New York Legalizes Medical Marijuana

New York Legalizes Medical MarijuanaMonday July 7th, Governor Andrew Cuomo signed New York’s medical marijuana bill into law. New York is officially the 23rd state in the nation to legalize weed for medical use.

But don’t get too excited. The Compassionate Care Act is now extremely limited and includes several revisions Cuomo himself insisted upon. The new legislation only allows doctors to recommend marijuana in a nonsmokable form. And the only individuals who can obtain it are patients with serious ailments that are recognized by the state on a predefined but flexible list of conditions. Unfortunately, the new legislation leaves out several serious medical conditions and allows very few marijuana producers and dispensaries.
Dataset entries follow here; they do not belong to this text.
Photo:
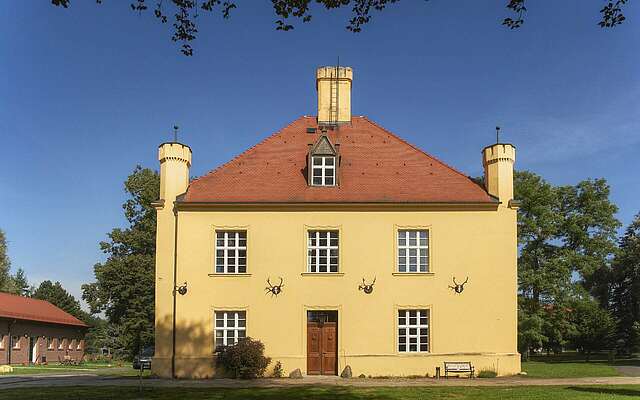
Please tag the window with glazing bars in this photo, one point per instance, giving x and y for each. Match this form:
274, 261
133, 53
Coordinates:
230, 326
323, 251
413, 251
231, 252
413, 331
323, 171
And Cuomo has said the new law includes criminal penalties in case anyone tries to “defraud the system”, as well as a “fail safe” mechanism giving him the control to “suspend the program at any time on recommendation of either the State Police Superintendent or the Commissioner of Health if there is a risk to the public health or public safety.”

New York Legalizes Medical MarijuanaUnfortunately, the new legislation doesn’t update NY’s 1977 decriminalization law which has allowed NY law enforcement to exploit a loophole and arrest tens of thousands of individuals. According to the Marijuana Policy Project, who have been working tirelessly to put an end to this bullshit, it works like this—New York City police ask a suspect to empty their pockets—once the marijuana is in public view the suspect is now a criminal and can be arrested.

This exploit has led to 93,000 marijuana arrests in NY—the second highest per capita marijuana arrest rate in the U.S. What’s more, these arrests have been racially disproportionate—a report by the ACLU found that in 2010, blacks were 4.52 times more likely than whites to be arrested for marijuana in New York. And with this new legislation in place there isn’t much hope of that changing any time soon.